La agricultura familiar llega a buen puerto

Los grupos asociados que ofrecen cada mes las bolsas con Producciones de la Agricultura Familiar inaugurarán este domingo al mediodía un nuevo punto de comercialización: se trata de la Feria del Puerto que funcionará los fines de semana de 12 a 19 en Ing. White.

El espacio es impulsado por el Consorcio de Gestión del Puerto, organismo que convocó a INTA Pro Huerta y Cambio Rural, sumando a una red de trabajo que integran Cáritas Arquidiocesana, los centros de formación profesional N° 402 y 401 (anexo UP N°4) y FM De la Calle. Se podrán adquirir hortalizas, panificados, huevos, harinas integrales, mermeladas y conservas, plantas aromáticas y próximamente hongos, pescado, carne de cerdo y pollos.

Si bien la apertura del mercado estaba prevista para este sábado por cuestiones climáticas el puerto no abrirá.

Marina Huentenao, integrante del área de Economía Solidaria de Cáritas, comentó que el público ser encontrará con un patio de gazebos que muestran las propuestas de emprendimientos que se aglutinan en el local de comercio justo Reloj de Arena y la Red de Comercialización de la Economía Solidaria, junto a otros artesanos locales.

Luego, accederá al mercado donde tendrán sus puestos Moras Brix, Productores Hortícolas de Sauce Chico y Colonia La Merced, Runtu Thani, Don Atilio, Trigo Limpio, Cocinando Ilusiones, Somos Andando y proyectos productivos que acompañan las Cáritas Parroquiales como trabajo de promoción humana.

Huentenao señaló que esta alternativa de comercialización estable «es un punto importantísimo porque hace muchos años hemos ido caminando en distintos lugares con todo lo que implica el armado y desarmado. Poder contar con un espacio fijo que esté pensado para eso, donde la infraestructura está dispuesta para eso, es impensado. Cuando inauguremos lo vamos a poder creer».

«Desde los pequeños productores se generan puestos de trabajo concretos. Con el desarrollo y el acompañamiento del Estado o instituciones intermedias, con apoyo financiero, se puede ver la calidad de vida que adquieren», enfatizó.

La integrante de EcoSol comentó que la apertura del mercado en el puerto coincide con la llegada de un banco de herramientas que le permite a las emprendedoras, por ejemplo, pasar del horno casero a un horno pizzero e incorporar amasadoras y cuadruplicar la producción.

«En esta economía donde su costo fijo es el cuerpo, poder contar con maquinaria de este estilo significa que no se levantan a las tres o cuatro de la mañana. Eso que no se puede cuantificar y que está acompañando por instituciones hace que estos espacios mejoren la calidad de vida estos integrantes de esta red».

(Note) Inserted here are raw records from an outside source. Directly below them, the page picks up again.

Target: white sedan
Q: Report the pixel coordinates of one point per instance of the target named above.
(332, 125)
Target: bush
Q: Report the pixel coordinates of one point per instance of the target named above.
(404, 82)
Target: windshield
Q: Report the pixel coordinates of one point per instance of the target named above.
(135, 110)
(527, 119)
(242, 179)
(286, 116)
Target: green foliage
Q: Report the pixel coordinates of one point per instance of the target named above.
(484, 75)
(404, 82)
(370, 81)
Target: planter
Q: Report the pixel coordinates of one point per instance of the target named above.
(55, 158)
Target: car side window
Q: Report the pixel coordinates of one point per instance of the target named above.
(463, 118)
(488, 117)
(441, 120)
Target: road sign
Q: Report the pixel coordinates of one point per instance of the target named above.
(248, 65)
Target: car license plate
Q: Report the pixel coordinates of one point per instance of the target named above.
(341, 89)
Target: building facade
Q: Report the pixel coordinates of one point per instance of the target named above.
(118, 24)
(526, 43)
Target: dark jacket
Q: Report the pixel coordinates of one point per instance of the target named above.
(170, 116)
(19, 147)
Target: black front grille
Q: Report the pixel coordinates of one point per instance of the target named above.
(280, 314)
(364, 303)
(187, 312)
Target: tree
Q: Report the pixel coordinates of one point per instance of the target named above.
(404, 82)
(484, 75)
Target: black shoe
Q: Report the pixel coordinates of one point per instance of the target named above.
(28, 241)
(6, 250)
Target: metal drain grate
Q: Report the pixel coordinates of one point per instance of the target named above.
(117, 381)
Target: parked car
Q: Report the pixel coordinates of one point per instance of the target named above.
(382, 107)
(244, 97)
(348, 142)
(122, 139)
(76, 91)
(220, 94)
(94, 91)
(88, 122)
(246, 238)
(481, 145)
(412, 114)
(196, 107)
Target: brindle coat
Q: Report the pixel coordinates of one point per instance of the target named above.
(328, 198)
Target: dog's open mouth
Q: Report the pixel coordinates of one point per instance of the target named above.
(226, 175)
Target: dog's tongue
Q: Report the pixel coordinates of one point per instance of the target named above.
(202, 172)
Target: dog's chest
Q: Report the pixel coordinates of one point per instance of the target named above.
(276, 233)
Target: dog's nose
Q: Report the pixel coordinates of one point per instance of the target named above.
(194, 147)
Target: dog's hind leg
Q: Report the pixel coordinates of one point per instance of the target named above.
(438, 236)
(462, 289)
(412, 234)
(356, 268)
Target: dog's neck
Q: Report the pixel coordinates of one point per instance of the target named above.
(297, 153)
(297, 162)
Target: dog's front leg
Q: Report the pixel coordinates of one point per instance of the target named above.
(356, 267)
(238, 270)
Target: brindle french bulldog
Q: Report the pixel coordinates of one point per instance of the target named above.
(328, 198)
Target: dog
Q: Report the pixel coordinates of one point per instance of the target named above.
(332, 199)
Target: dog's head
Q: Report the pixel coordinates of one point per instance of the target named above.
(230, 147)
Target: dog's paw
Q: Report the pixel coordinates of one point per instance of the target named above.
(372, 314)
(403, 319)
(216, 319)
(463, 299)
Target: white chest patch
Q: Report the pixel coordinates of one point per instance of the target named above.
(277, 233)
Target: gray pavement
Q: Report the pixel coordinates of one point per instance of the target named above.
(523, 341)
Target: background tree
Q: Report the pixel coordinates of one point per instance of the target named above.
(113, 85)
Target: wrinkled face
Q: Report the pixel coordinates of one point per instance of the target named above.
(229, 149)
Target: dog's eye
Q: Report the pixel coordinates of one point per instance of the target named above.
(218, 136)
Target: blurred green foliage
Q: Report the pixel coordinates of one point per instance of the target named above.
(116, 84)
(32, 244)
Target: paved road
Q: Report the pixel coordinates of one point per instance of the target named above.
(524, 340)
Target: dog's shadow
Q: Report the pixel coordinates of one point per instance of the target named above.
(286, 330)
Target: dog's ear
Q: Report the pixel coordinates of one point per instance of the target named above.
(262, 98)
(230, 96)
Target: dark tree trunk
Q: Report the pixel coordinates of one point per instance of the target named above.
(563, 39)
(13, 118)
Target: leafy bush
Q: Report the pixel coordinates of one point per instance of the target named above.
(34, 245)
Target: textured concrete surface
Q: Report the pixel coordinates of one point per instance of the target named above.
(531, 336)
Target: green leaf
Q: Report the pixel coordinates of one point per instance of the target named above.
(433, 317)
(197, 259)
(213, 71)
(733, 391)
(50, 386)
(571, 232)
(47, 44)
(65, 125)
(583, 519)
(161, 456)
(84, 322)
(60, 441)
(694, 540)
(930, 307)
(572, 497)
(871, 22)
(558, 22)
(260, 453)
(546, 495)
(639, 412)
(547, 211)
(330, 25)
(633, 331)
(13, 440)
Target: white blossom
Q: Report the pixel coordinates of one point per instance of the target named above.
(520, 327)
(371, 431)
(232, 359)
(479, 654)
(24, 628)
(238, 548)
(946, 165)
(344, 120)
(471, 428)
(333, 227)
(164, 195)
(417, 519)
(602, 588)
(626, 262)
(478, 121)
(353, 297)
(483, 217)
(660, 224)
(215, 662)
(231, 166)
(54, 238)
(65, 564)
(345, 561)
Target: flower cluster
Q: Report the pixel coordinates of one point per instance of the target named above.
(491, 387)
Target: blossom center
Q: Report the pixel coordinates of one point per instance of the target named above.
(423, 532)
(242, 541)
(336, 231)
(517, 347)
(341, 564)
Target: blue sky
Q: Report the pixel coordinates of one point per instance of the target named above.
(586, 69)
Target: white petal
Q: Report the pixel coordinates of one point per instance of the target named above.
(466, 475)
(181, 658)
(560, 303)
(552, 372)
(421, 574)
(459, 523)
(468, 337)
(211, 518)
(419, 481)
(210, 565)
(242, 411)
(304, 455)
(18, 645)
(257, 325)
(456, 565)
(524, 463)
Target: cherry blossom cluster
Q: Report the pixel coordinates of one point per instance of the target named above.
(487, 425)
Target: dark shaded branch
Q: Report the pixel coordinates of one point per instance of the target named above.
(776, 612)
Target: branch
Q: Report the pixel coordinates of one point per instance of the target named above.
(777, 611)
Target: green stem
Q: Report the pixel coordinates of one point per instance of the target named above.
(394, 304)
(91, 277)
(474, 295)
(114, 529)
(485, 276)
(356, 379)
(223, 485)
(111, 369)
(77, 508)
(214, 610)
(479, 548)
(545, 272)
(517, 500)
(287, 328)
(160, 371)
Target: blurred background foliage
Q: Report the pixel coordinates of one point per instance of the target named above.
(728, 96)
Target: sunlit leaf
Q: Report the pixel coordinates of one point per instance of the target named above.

Otro gran desafió es la autonomía. Huentenao resaltó «lo positivo que ha sido el momento de crisis que nos lleva a pensar alternativas. Se constituyeron bancos de herramientas, un fondo rotativo para la producción de harinas y de alimentos balanceado que nace desde Cáritas y habilita la compra de insumos de manera colectiva con un pequeño interés para generar fondos y ampliarlo».

«Estamos acompañando todo el paso previo para que la producción vaya tomando escala de a poco para que no se termine autoexplotando el productor si no que sea un crecimiento paulatino», finalizó.